Mısır, Akdeniz’de enerji merkezi olma iddiasındaydı. Bu amaçla Filistin, Ürdün, Yunanistan, Kıbrıs Rum Kesimi (KRK), İtalya ve İsrail’le birlikte 2019’da kurulan Doğu Akdeniz Gaz Forumu’nun kurucuları arasındaydı. “Mısır İdku, Zohr ve Dimyat’taki sıvılaştırma terminallerini kullanarak İsrail ve KRK’den ithalatıyla gaz ihraç ihracını hedefliyordu. Fakat üretimde güçlüklerin aşılamaması, Kahire’yi belirtilen hedefinden uzaklaştırdı. Mısır, halkı için enerjiyi güvenceye almak ve kırılgan ekonomisini sürdürebilmek için ithalata yönelmiş durumda”.
İsrail’in Mısır’ın doğalgazının yüzde 15-20’sini karşılıyor olması, Tel-Aviv’in doğalgazı jeoekonomik bir dış politika enstürmanı olarak kullanmasına yol açıyor. Doğalgaz Mısır’ın iç istikrarının önemli koşullarından biriyken, İsrail açısından ciddi bir gelir kaynağı olarak karşılıklı bağımlılık anlamındadır.
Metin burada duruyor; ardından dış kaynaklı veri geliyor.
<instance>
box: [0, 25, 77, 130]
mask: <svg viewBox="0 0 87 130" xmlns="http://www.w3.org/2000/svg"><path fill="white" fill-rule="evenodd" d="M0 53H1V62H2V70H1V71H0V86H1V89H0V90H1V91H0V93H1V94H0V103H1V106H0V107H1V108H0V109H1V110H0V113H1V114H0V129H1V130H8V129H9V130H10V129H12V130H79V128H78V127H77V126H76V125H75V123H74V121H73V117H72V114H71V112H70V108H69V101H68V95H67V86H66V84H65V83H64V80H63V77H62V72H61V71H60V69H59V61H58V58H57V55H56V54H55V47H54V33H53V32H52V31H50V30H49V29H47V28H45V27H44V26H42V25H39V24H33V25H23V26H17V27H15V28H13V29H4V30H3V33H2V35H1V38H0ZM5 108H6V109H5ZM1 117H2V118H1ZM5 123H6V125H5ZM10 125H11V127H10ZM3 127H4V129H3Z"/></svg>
Mısır-İsrail doğalgaz anlaşmasının ekonomik manası anlaşılabilir olsa da, siyasî açıdan risk ihtimali yüksektir. Anlaşma, Filistin’i tarihîl anlamda destekleyen Mısır toplumu ile Abdülfettah Sisi yönetimi arasındaki uçurumu derinleştirebilecek niteliktedir. İran’ın İsrail’e karşılık verdiği füze çatışmasında, yüzlerce İsrailli’nin güvenlik için Sina’ya gelerek geçici sığınma arayışları bilinmektedir. Fakat Gazze’de işgalin başladığı 07 Ekim 2023’ten beri, Filistinlilere Sina’ya geçme imkânı verilmedi.
Bununla birlikte İran-İsrail savaşında, Leviathan sahasında güvenlik açığından bahsediliyor. Enerji altyapısının savunmasız kalması uzun süreli doğalgaz ve elektrik kesinlerine yol açarak, toplumsal gerginliklere de neden olacağı düşünülmektedir.
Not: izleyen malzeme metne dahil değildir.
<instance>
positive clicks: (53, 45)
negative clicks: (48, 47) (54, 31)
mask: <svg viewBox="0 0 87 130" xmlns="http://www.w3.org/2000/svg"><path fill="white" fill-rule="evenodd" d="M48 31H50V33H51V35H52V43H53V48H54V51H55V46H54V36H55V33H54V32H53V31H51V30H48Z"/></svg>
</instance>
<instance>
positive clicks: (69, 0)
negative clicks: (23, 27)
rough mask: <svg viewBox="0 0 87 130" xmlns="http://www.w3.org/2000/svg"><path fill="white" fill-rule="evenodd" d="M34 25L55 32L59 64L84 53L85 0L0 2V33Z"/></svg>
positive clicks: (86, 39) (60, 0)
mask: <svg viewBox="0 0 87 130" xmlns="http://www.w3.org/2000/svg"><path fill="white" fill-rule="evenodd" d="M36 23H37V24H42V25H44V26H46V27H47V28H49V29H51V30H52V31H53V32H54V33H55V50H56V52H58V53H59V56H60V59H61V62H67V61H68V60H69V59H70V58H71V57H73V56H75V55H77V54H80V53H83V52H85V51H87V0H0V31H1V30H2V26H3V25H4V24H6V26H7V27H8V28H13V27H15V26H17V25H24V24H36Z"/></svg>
Günümüzde enerji sadece ticarî bir mal değil, aynı zamanda güç aracı olarak karşımıza çıkıyor. Leviathan’ı elinde bulunduran İsrail avantaj sağlarken, Mısır ise Gazze ve Hamas politikasında daha temkinli davranıyor. Kahire uzun zamandır Gazze konusunda arabuluculuk rolü üstleniyor. Ama enerji sebebiyle İsrail’e baskı hususunda eleştiriliyor. Birde İsrail, enerji diplomasisinden Kızıldeniz’in güvenliği, Sina’da DAİŞ’in kolu Ensar Beyt El-Makdis vb. cihatçı iddiasındaki gruplara karşı askerî işbirliğinden faydalanıyor.
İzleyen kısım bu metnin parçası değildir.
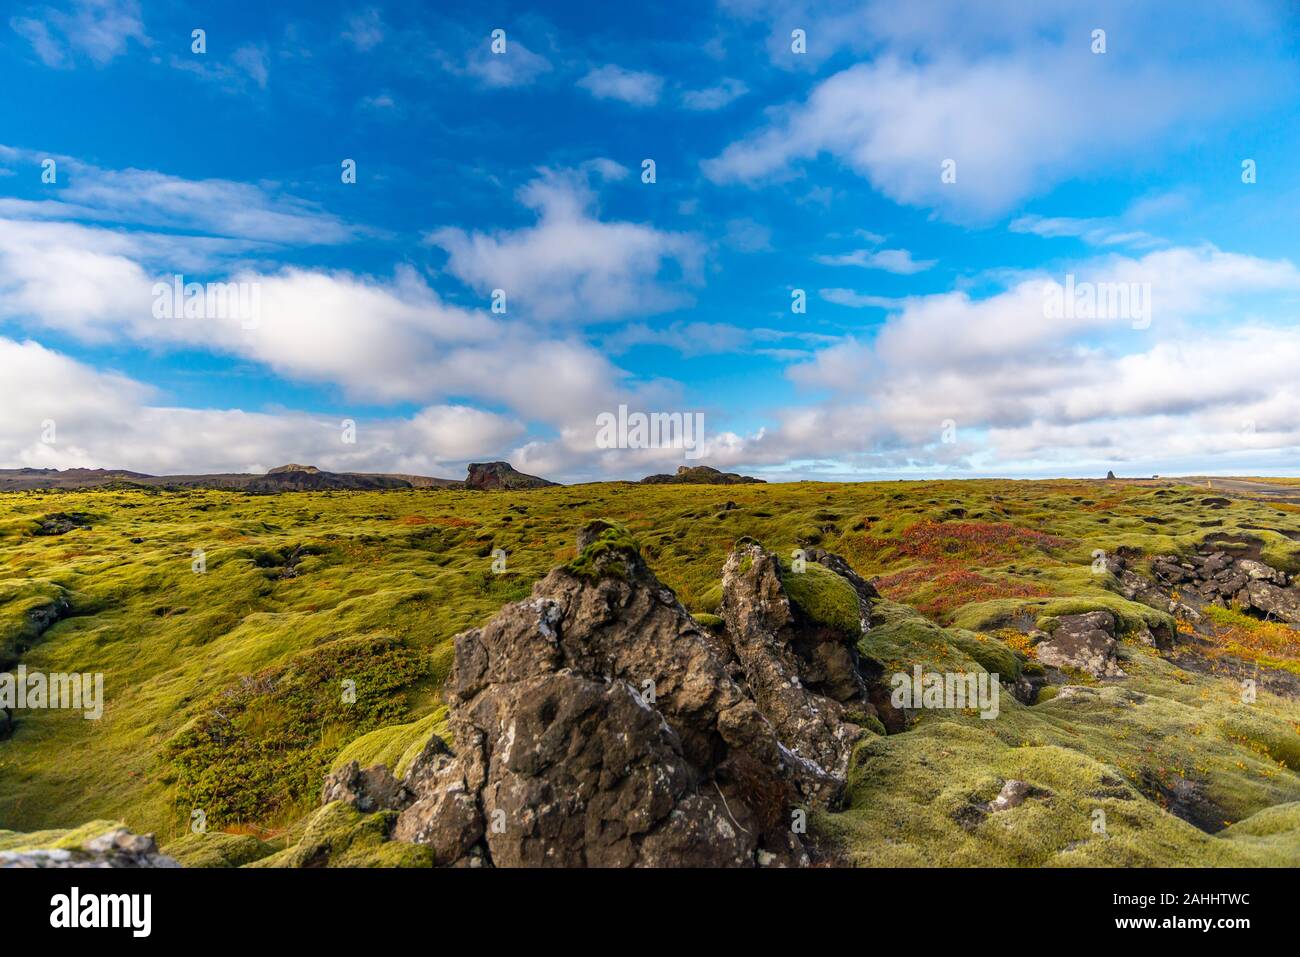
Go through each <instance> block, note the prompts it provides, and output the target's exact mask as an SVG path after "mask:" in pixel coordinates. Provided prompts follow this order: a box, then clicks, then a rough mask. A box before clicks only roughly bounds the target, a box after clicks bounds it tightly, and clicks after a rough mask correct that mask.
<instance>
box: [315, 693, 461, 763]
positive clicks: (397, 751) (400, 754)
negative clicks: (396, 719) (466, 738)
mask: <svg viewBox="0 0 1300 957" xmlns="http://www.w3.org/2000/svg"><path fill="white" fill-rule="evenodd" d="M430 737H441V739H442V740H443V742H445V744H447V745H450V744H451V732H450V729H448V728H447V709H446V707H439V709H438V710H437V711H434V713H433V714H430V715H426V716H424V718H421V719H420V720H417V722H411V723H408V724H391V726H389V727H386V728H380V729H377V731H372V732H370V733H368V735H361V737H359V739H356V740H355V741H352V742H351V744H350V745H347V746H346V748H343V749H342V750H341V752H339V753H338V755H337V757H335V758H334V761H333V762H330V771H335V770H338V768H341V767H343V765H346V763H348V762H350V761H355V762H357V765H360V766H361V767H373V766H374V765H383V766H385V767H387V768H389V770H390V771H391V772H393V775H394V776H395V778H398V779H400V778H403V776H404V775H406V772H407V770H409V767H411V762H413V761H415V759H416V758H417V757H420V753H421V752H422V750H424V746H425V745H426V744H428V742H429V739H430Z"/></svg>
Mısır, enerji bağımlılığının siyasî bağımlılığa dönüşme riskini önlemelidir. İsrail de enerji kartını aşırı kullanarak ithalatçısı Mısır ve Ürdün’ü yeni alternatifler aramaya zorlayarak, jeoekonomik avantajını kaybedebilir.
Mısır-İsrail anlaşması önemli. Çünkü enerji, jeoekonomi ve jeopolitik birbirini tamamlıyor ve her iki aktörün stratejik önceliklerini yeniden belirliyor.